GPUDirect seemingly failing along PIX routes but not SYS

RHEL 7.9
CUDA 11.3
Nvidia driver version 465.19.01

NVIDIA Corporation GV100GL [Tesla V100 SXM2 32GB]
Mellanox Technologies MT27700 Family [ConnectX-4]

I’m working on testing some server-to-server GPUDirect RDMA transfers. I’m sending data from the CPU on one server to a cudaMalloc()'d GPU pointer on a V100 in another server. I’m sending the data via Infiniband verbs via a Mellanox adapter on the receiving server.

Here’s the topology:

After our RDMA read blocks and completes, I launch a kernel to validate the data has arrived by computing a checksum.

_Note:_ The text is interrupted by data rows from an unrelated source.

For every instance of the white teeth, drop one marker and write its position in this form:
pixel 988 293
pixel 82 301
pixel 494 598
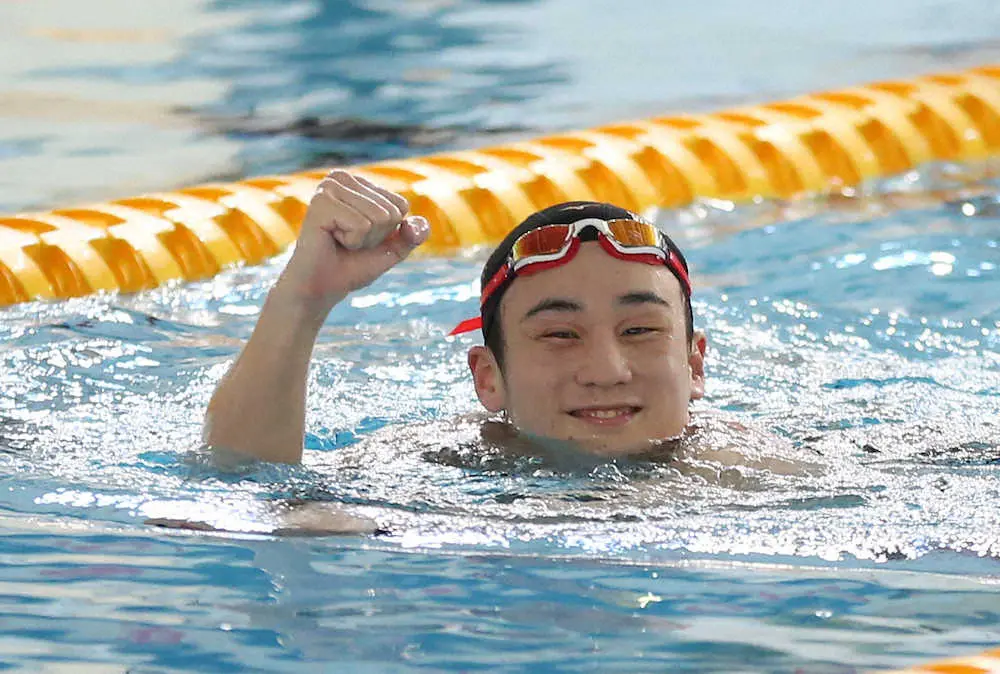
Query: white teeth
pixel 604 414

For cases where we have a “SYS” connection between GPU and mlx_5* (mlx_52+GPU0, mlx_52+GPU1, mlx_50+GPU2, mlx_50+GPU3), this check is successful and we know the data has arrived. For the cases where we have a “PIX” connection (which should be the ideal case), no data appears to arrive even though I’m not observing any errors at any level. To me, this doesn’t make sense since “PIX” should indicate the NIC and GPU should have a very direct path each other.

Insight or ideas much appreciated. Thanks.

Bump – still actively scratching our collective heads.